Date: 5 February 2021
Why did you choose to research how COVID has affected nutrition?
I was interested in how diet has been affected during the pandemic, especially during the lockdown measures. I specifically wanted to see how the diets of different ethnic groups were impacted during lockdown.
I wanted to see if there were any changes in how people are eating, whether it was for the better or worse, with all the restrictions that have been brought in over the last year. From my background reading, I found reports of individuals’ diets turning for the worse, as people turned to unhealthy choices and excessive eating due to stress, anxiety, and limited food options from others stockpiling during the early lockdown. Therefore, I wanted to investigate if this was true and whether the diets of specific ethnic groups were impacted more than others.
What was your method of research?
The study was designed to be observational and cross-sectional. A message was shared on the university’s bulletin board to recruit participants, which included information about the study and the link to the Google form. The same message was shared on Facebook. The target participants were adults from all backgrounds aged 18-60. Participants were asked about their social demographics such as ethnicity, age, gender, height and weight, as well as their well-being before and during the COVID-19 lockdown. They were asked to provide information about their diet before and during the COVID-19 lockdown, by selecting certain food items that they had consumed through the week, such as fruit and vegetables, and to provide information about their meat, sweets, and dairy intakes. They were then asked to complete a two-day food diary, which asked about the specific food they ate during one week-day and one weekend day, before and during the COVID-19 lockdown.

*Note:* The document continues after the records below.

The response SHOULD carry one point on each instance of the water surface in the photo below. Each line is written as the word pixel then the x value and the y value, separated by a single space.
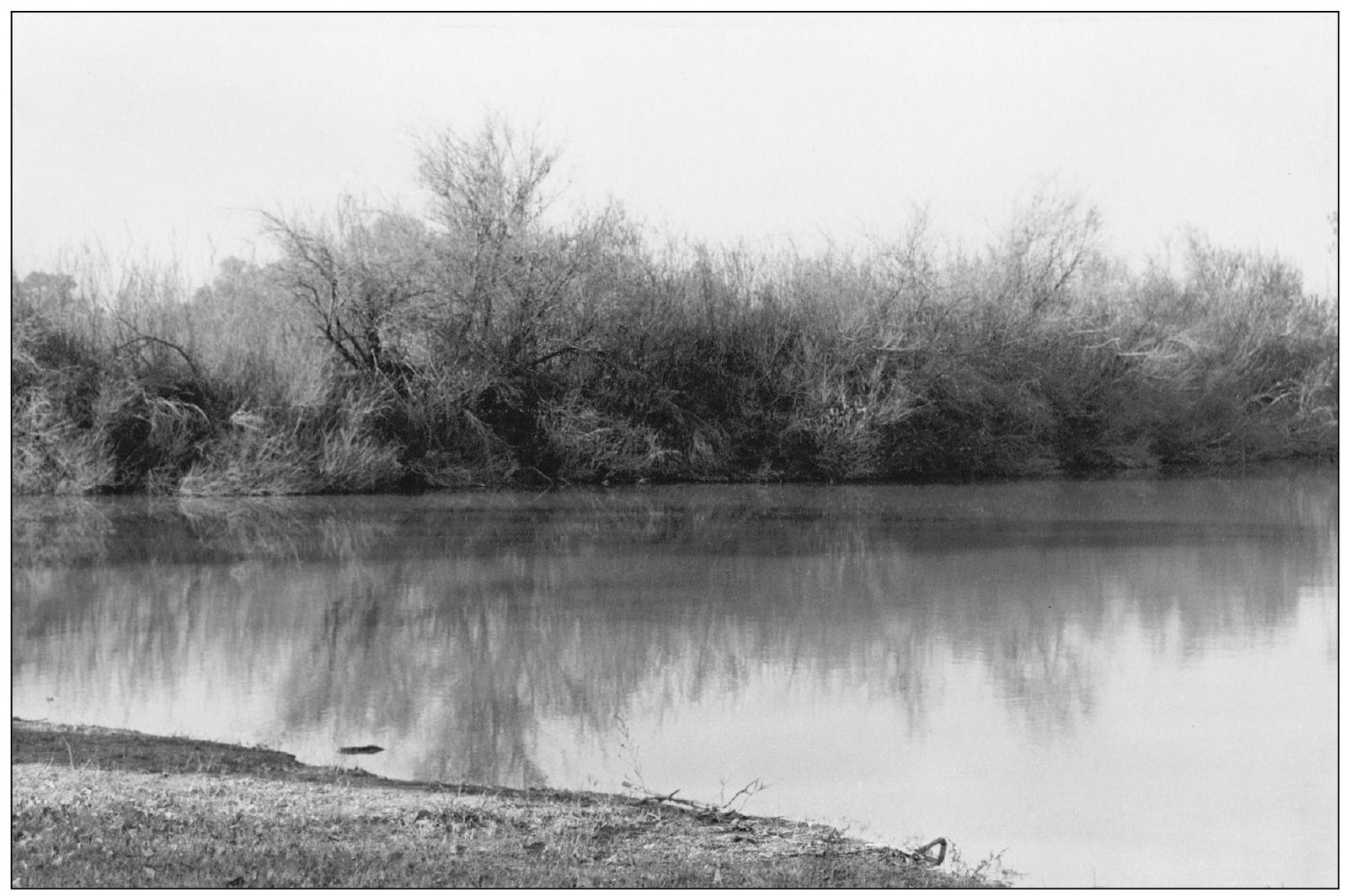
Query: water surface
pixel 1121 683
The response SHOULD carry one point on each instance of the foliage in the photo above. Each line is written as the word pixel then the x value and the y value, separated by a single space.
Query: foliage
pixel 495 342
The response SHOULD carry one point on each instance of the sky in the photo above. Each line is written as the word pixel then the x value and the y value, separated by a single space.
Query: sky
pixel 163 136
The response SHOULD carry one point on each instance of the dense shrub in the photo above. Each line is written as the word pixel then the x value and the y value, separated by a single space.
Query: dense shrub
pixel 491 342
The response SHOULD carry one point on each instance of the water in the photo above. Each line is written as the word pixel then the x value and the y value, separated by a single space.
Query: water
pixel 1125 683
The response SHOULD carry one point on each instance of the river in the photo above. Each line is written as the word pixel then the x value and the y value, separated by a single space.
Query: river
pixel 1126 683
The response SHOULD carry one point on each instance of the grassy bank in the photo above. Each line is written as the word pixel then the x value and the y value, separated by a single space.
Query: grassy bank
pixel 96 807
pixel 485 342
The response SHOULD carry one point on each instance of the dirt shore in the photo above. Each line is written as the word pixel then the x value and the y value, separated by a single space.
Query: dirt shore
pixel 102 807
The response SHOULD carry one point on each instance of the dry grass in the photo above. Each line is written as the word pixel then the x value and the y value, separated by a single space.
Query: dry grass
pixel 94 807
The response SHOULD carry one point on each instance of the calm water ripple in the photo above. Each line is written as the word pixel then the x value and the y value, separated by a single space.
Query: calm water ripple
pixel 1121 683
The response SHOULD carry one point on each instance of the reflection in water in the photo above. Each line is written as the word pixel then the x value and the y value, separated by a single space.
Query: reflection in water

What were your findings? Did anything surprise you?
Overall, the diets of the majority of participants remained the same before and during lockdown. The biggest impacts were on individuals' mental health and physical activity, which decreased due to isolation and the restrictions on going outside. But what was surprising was that when the diets were compared across the different ethnic groups, it showed that there was a significant difference between the vitamin D intake of Asian and white participants before the COVID-19 lockdown. The medium intake for the Asian participants was 0.794ug, while for white participants it was 5.38ug. This suggests that participants who were white were consuming more vitamin D compared to their Asian counterparts. The recommended daily intake of vitamin D is 10ug, but none of the ethnic groups surveyed, on average, met these requirements with food alone (Asian=0.79ug, Black=4.62ug, Latina=2.65ug and white=5.38ug).
There was also a significant difference between Asian and white participants in Omega-3 intake before the COVID-19 lockdown. The medium intake for Asian participants was 0.0602mg and 0.6596mg for white participnts. This may be due to the white participants consuming more white and oily fish compared to their Asian counterparts.
Moreover, there were significant differences in the intake of vitamin C among the ethnic groups. The daily recommendation for vitamin C is 40mg and the medium intake for Black participants was 58mg, 78mg for Latina participants and 99mg for White participants. Whereas, the Asian participants were the only group whose vitamin C consumption averaged at under the daily requirements, with a medium intake of 39mg.